What's The Difference...

Between creating a TV show (or book, or movie, or comic) and putting it online via Bittorrent with advertising in it...

and free network broadcast TV which pays for everything with advertising (and merchandising, DVD sales, international rights sales and so on)?

If they are both based on the idea that the more people who see it (and their demographic) the more valuable the property, then certainly it makes some sort of sense to explore D2I (Direct-to-Internet) production...

Jump into the mosh pit of discussion. I want to hear some voices out there.

1 comment:

Dan said...

It isn't just a question of the more people who see it.

There was a show on cnbc which had like a thousand viewers, but could charge tons for advertisements because it was about extreme luxury goods and advertisers like Bugatti and New York Yacht Club were willing to spend much more per viewer to reach those viewers.

Similarly, Hulu viewers have been shown to be much more receptive to advertising, particularly since there's only one commercial per break and it's repeated. Each ad is worth more.

The more targeted ads can be and the more discretionary income and wild the spending habits of the viewer, plus the more the viewer retains of the ad, the more the ad is worth.

Network TV tends to be very general, with large, general audiences of middle income. You cannot target very much (although daytime TV is great for selling products to old people and housewives and sports is great for selling beer). Cable is far more targetable. The audience for South Park is smaller, but a much more specifically defined group. A show about snowboarding may reach a much smaller audience, but it's a much better bet for Burton to spend their dollars there than on the Super Bowl.

There are also shows in the last few years that have survived because of the habits of their audience. The Office and especially Friday Night Lights probably wouldn't have survived on their ratings in past years, but their audience is extremely well educated, extremely affluent, and buys DVDs. Peep Show in the UK, probably the best sitcom on the air, survives for the same reason (DVD's, BBC is not ad dependent).

Network TV is like public art. Everyone has to like it or people complain and it gets taken down. But on the internet, where it is much, much cheaper to distribute content, you can target a very specific audience and find ways to make money off of them, be it targeted ads, DVD's, merchandise, or subscription.

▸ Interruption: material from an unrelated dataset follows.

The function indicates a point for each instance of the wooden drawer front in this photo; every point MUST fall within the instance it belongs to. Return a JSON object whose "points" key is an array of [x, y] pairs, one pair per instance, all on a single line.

I think the bittorent model is unlikely to ever be a real contender in this arena. You cannot track the ads or even make sure people are watching them.

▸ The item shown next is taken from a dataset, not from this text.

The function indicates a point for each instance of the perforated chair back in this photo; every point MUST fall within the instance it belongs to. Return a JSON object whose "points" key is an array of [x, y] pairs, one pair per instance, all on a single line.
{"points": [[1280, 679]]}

What I think you likely will see and, in fact, already are, is cheaper productions, streamed Hulu style, with possible extra features or episodes available by subscription or for individual purchase.

I think the future of episodic video content lies in mostly smaller productions, with machine targeted ads (like Google does with text based content now) or subscriptions or purchases of individual shows. Do you like the office? Pay $4.99 a year for loads of extras, or $29.99 for the extras plus downloads you can put on your iphone. Perhaps current episodes are available with ad support, but if you want back catalogue, you have to subscribe.

There will likely be sites that sift through this content for you and let you find shows you may be interested in more easily. The hard part will be finding the quality in all that's out there, much as the music industry is facing now. Perhaps media makers will make lists of things they like: Here's what Ryan Seacrest is watching, etc.

These may grow into subscription services, like HBO, that provide you with a wide array of viewable options for your monthly fee, but lack the ability to download, except at perhaps a discounted purchase price.